Se o empoderamente feminino tivesse uma personificação, seria Hilda. Não só pelo seu nome,
que é adequadamente forte para a personagem, mas por sua habilidade de, já na primeira linha,
decidir largar o indigesto mundo de concreto e partir. A partir dali, o conto de Flávia Batista
narra a catarse de uma mulher que já não aguenta mais a pressão, que não ganha explicação,
mas será facilmente compreendida pelas leitoras. E ainda há a cereja do bolo: determinada a
cumprir a inescapável expectativa do leitor, a autora não deixa de foras as deliciosas referências
ao “furacão”.

Ela se foi . Largou tudo , todo o mundo de
concreto, seu mundo indigesto, e simplesmente se foi.

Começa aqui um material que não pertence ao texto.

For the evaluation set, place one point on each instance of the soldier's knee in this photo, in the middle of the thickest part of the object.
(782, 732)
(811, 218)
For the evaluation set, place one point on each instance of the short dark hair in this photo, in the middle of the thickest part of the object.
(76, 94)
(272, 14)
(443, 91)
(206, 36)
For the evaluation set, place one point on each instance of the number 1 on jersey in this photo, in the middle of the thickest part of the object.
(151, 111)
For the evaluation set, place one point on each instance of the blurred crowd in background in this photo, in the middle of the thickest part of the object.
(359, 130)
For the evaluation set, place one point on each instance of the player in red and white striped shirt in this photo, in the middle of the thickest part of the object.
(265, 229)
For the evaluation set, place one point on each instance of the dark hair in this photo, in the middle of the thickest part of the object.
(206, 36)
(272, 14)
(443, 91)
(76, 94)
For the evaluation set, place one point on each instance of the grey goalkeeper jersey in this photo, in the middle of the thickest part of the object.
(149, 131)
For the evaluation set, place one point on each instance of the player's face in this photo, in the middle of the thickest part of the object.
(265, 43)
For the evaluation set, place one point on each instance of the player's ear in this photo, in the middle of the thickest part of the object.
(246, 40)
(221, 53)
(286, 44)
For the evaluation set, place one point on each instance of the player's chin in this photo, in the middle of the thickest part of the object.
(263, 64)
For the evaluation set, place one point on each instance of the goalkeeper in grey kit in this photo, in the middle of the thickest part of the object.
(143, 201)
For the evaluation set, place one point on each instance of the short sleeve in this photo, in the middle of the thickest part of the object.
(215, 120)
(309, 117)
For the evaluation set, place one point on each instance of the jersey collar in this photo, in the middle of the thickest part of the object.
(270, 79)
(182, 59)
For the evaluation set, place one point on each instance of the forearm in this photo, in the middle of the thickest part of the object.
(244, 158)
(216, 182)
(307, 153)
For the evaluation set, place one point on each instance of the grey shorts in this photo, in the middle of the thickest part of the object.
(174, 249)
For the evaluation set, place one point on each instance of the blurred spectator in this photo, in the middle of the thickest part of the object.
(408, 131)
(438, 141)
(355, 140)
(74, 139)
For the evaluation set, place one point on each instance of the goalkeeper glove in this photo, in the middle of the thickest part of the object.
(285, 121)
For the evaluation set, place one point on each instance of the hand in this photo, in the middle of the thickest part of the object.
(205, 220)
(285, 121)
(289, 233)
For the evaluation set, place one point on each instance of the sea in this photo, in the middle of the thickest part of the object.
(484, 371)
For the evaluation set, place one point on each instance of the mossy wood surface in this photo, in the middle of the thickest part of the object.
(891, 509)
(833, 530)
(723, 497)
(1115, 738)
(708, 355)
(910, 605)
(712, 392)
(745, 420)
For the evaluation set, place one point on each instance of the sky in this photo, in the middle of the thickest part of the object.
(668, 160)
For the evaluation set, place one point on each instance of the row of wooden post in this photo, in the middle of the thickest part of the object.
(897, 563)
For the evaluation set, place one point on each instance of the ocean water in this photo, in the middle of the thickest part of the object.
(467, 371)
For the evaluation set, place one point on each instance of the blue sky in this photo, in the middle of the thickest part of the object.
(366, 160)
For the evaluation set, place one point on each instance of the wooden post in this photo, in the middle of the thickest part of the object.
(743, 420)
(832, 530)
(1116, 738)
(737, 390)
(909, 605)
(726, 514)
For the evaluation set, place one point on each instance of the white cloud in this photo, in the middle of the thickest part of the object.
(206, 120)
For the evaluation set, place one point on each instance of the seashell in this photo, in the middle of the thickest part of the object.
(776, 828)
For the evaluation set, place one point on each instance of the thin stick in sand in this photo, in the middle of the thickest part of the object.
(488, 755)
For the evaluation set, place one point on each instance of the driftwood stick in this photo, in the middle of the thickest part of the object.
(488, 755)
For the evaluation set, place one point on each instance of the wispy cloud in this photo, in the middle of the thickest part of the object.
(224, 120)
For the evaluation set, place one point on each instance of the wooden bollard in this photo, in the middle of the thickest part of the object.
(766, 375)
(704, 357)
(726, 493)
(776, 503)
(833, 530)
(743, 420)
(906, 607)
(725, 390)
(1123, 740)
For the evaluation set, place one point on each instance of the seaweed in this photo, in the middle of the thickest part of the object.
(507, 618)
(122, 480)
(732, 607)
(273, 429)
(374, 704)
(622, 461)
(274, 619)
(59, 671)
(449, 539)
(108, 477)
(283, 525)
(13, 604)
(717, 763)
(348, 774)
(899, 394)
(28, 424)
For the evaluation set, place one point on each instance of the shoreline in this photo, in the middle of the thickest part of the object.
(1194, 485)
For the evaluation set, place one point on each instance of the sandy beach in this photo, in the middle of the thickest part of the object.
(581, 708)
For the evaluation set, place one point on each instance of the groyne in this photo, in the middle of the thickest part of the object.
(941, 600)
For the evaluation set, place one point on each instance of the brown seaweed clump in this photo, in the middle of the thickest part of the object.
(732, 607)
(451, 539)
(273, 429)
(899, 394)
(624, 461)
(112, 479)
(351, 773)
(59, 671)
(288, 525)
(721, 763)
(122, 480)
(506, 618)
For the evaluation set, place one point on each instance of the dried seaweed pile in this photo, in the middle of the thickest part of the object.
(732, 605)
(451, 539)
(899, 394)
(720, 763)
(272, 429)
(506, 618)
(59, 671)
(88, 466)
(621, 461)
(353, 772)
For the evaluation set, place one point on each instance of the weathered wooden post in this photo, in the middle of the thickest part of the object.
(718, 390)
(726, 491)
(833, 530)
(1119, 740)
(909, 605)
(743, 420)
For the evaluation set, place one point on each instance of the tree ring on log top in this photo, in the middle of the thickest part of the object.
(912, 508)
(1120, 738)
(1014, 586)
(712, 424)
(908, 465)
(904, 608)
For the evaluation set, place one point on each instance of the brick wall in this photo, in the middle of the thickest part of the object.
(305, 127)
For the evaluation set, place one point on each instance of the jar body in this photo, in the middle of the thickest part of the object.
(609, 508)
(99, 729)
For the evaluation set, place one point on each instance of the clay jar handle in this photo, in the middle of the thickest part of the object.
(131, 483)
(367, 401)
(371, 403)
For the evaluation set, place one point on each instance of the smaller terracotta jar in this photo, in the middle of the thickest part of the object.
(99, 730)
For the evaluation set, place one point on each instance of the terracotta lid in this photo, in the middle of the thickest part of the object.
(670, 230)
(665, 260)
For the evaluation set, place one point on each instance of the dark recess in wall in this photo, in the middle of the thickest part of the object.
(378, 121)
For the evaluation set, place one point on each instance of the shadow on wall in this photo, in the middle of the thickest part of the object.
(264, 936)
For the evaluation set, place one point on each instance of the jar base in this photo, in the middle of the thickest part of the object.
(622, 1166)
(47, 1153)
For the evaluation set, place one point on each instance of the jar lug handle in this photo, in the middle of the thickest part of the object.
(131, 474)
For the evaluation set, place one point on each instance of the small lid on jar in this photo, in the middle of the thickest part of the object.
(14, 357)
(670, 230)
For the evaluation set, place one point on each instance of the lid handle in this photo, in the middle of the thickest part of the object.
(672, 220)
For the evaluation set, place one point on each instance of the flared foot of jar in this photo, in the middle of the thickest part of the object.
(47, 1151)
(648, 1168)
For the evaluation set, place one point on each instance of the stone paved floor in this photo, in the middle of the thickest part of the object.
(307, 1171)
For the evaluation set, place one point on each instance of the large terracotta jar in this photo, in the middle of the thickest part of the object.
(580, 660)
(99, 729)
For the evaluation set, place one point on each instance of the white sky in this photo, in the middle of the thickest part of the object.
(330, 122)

Foi pra chuva. Se despiu. Pegou um ônibus, o primeiro
que passou, nem reparou o número. Afoita, molhada,
angustiada, se sufocou. Aquele espaço retangular cúbico
também era apertado demais para a liberdade que ela
trazia no peito. Havia ainda aquele sentimento sem nome
que latejava em tudo o que ela era. Inominável, sim, porque
tinha um nome bonito demais para ser pronunciado em
voz alta. Era quase um sussurro.
Deu sinal, desceu no meio do caminho (agora ela
era um furacão no meio do caminho). A chuva cobria o
rosto, disfarçava as lágrimas, se misturava à dor, ao amor e
ao self. Não sabia o que era o quê. Apenas sabia o que se era.
A chuva engrossou. Ela tinha uma pressa desvairada.
Uma pressa sincera, bonita, honesta. Aquela pressa que
a gente tem quando se quer ser feliz a todo custo. Aquela
ansiedade toda.
Ansiosa. Apressou os passos contra a chuva que caía.
Já podia avistar a praça do ponto em que estava. Começou a
correr, mas viu à esquerda, numa casa que parecia inabitada,
a imagem imponente de Buda.
“É sinal de sorte”, logo pensou. Buda, gauchismo,
chuva e ânsia. Só podia mesmo ser sinal de sorte.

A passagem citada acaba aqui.